Coding Analysis and Integrated Learning Experiments Augmented with Different Gossipy and Privacy Processes

In this tutorial, we examine how clustered learning behaves when the central clustering server is removed and replaced with a peer-to-peer distributed gossip mechanism. We implement both centralized FedAvg and Decentralized Gossip Federated Learning from scratch and introduce client-side partition privacy by injecting limited noise into local model updates. Using controlled experiments on non-IID MNIST data, we examine how the strength of encryption, as measured by different epsilon values, directly affects the convergence speed, stability, and accuracy of the final model. Also, we study the practical trade-off between privacy guarantees and learning success in real-world distributed learning systems. Check it out Full Codes here.
import os, math, random, time
from dataclasses import dataclass
from typing import Dict, List, Tuple
import subprocess, sys
def pip_install(pkgs):
subprocess.check_call([sys.executable, "-m", "pip", "install", "-q"] + pkgs)
pip_install(["torch", "torchvision", "numpy", "matplotlib", "networkx", "tqdm"])
import numpy as np
import torch
import torch.nn as nn
import torch.nn.functional as F
from torch.utils.data import DataLoader, Subset
from torchvision import datasets, transforms
import matplotlib.pyplot as plt
import networkx as nx
from tqdm import trange
SEED = 7
random.seed(SEED)
np.random.seed(SEED)
torch.manual_seed(SEED)
torch.cuda.manual_seed_all(SEED)
torch.backends.cudnn.deterministic = False
torch.backends.cudnn.benchmark = True
transform = transforms.Compose([transforms.ToTensor()])
train_ds = datasets.MNIST(root="/content/data", train=True, download=True, transform=transform)
test_ds = datasets.MNIST(root="/content/data", train=False, download=True, transform=transform)
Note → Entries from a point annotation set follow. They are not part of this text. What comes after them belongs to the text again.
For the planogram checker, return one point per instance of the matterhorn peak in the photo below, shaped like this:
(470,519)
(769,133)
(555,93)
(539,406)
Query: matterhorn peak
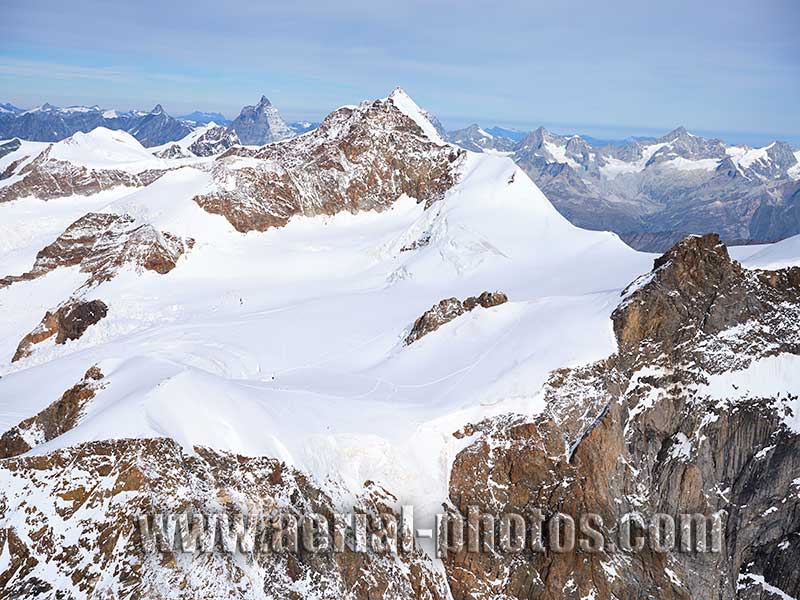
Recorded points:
(677,133)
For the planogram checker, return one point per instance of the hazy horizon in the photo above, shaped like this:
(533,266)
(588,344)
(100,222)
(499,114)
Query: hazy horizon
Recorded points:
(728,69)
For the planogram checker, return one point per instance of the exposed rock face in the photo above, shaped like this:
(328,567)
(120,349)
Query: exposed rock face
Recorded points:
(9,147)
(641,431)
(260,124)
(172,151)
(47,178)
(214,141)
(448,309)
(102,243)
(58,418)
(352,162)
(68,322)
(78,516)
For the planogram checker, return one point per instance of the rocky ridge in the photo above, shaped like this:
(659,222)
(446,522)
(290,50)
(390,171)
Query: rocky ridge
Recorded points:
(350,163)
(642,432)
(449,309)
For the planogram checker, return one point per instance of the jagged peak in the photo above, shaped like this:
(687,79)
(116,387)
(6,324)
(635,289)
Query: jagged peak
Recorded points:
(678,132)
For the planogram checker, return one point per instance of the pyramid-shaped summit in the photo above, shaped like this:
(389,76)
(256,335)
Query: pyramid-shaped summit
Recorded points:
(260,124)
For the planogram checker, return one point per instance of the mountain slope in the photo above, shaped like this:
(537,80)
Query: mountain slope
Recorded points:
(269,365)
(260,124)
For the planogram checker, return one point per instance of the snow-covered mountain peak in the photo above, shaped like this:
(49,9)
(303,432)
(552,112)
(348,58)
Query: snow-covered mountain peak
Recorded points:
(408,107)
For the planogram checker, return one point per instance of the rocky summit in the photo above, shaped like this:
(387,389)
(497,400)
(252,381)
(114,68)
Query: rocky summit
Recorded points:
(216,346)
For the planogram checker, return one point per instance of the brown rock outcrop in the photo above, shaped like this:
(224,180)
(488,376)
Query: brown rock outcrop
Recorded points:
(101,243)
(447,310)
(48,178)
(58,418)
(69,322)
(81,506)
(359,159)
(637,433)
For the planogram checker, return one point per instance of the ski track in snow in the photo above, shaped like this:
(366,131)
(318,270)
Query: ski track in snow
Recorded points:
(289,343)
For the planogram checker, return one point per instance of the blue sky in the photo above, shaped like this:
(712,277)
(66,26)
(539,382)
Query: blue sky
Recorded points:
(612,68)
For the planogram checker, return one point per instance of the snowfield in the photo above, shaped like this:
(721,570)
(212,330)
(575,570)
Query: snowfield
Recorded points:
(289,343)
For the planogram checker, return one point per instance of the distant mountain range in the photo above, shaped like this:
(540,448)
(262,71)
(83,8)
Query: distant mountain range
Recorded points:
(653,192)
(48,123)
(256,125)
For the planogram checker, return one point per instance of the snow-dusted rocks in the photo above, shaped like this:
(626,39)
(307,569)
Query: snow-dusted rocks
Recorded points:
(214,140)
(71,528)
(449,309)
(269,367)
(681,420)
(83,164)
(68,322)
(361,158)
(260,124)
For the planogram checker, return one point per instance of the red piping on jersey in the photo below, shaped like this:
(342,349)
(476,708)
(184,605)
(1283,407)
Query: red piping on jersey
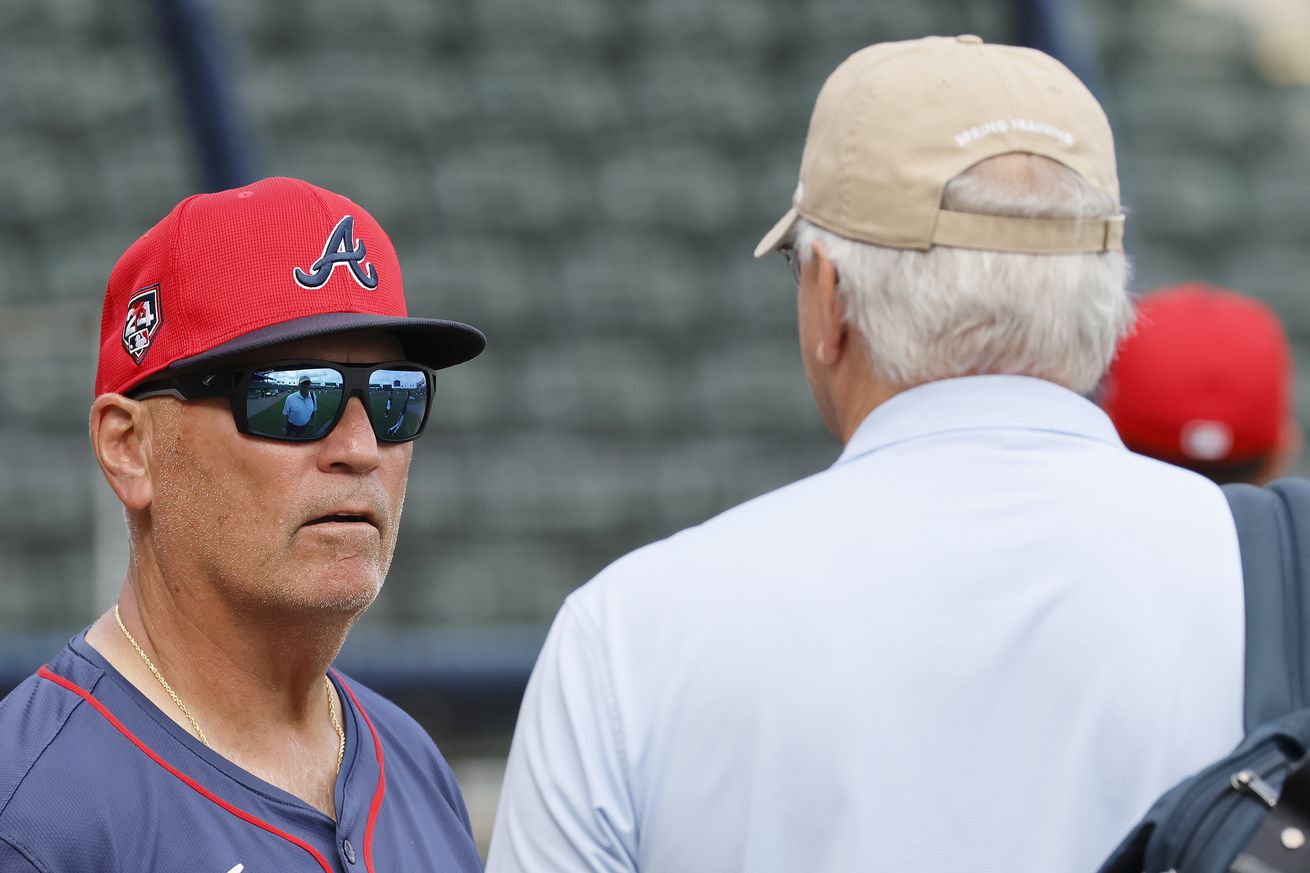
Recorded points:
(190,783)
(381,777)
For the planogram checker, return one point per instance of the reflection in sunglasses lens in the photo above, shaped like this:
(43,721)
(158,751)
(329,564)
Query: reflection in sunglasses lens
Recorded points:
(397,403)
(294,404)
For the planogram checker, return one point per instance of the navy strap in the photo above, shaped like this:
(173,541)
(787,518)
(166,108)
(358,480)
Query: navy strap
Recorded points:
(1272,562)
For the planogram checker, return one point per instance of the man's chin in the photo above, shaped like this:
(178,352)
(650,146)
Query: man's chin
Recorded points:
(324,595)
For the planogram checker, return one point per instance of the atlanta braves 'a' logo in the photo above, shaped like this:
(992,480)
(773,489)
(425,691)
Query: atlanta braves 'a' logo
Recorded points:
(339,249)
(143,321)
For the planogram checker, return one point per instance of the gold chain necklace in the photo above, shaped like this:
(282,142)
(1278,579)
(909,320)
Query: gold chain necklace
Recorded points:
(195,725)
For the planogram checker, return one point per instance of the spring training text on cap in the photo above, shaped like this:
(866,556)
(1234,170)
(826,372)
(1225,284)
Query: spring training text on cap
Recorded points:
(1002,126)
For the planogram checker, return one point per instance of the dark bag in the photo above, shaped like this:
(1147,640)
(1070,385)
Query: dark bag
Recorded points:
(1250,812)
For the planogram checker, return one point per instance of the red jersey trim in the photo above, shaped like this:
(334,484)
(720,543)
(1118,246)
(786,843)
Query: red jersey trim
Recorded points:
(381,777)
(203,792)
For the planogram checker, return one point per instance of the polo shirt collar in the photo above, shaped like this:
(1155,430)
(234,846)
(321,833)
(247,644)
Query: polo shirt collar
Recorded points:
(980,403)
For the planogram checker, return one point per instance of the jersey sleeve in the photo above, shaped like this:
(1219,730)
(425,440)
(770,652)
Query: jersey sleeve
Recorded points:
(15,860)
(566,802)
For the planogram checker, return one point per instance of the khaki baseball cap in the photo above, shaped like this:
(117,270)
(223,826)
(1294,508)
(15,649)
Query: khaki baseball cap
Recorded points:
(896,121)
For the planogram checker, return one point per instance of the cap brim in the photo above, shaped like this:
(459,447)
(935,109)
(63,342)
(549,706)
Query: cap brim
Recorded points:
(434,342)
(774,237)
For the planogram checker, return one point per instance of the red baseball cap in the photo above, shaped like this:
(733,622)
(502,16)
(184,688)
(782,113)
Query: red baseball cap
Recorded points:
(256,266)
(1204,379)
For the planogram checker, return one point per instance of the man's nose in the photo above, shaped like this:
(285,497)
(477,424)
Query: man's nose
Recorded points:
(351,445)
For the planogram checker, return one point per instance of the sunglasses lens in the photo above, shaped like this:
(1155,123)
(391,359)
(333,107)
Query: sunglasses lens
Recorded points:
(294,404)
(397,403)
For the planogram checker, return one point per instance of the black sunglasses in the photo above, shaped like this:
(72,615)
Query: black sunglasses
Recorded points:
(789,252)
(303,400)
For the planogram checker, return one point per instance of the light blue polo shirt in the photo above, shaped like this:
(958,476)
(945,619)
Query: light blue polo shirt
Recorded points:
(984,640)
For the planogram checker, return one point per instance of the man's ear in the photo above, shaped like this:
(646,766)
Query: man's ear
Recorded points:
(121,438)
(833,332)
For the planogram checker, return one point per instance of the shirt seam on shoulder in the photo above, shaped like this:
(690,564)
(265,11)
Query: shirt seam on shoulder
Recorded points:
(28,856)
(616,724)
(54,736)
(191,754)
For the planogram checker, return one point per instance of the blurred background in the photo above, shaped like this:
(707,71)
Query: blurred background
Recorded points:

We set up the workspace and installed all the necessary dependencies. We implement random seeds and device settings to maintain reproducibility in all tests. We also upload the MNIST dataset, which serves as a lightweight but effective benchmark for hybrid learning tests. Check it out Full Codes here.
def make_noniid_clients(dataset, num_clients=20, shards_per_client=2, seed=SEED):
rng = np.random.default_rng(seed)
y = np.array([dataset[i][1] for i in range(len(dataset))])
idx = np.arange(len(dataset))
idx_sorted = idx[np.argsort(y)]
num_shards = num_clients * shards_per_client
shard_size = len(dataset) // num_shards
shards = [idx_sorted[i*shard_size:(i+1)*shard_size] for i in range(num_shards)]
rng.shuffle(shards)
client_indices = []
for c in range(num_clients):
take = shards[c*shards_per_client:(c+1)*shards_per_client]
client_indices.append(np.concatenate(take))
return client_indices
NUM_CLIENTS = 20
client_indices = make_noniid_clients(train_ds, num_clients=NUM_CLIENTS, shards_per_client=2)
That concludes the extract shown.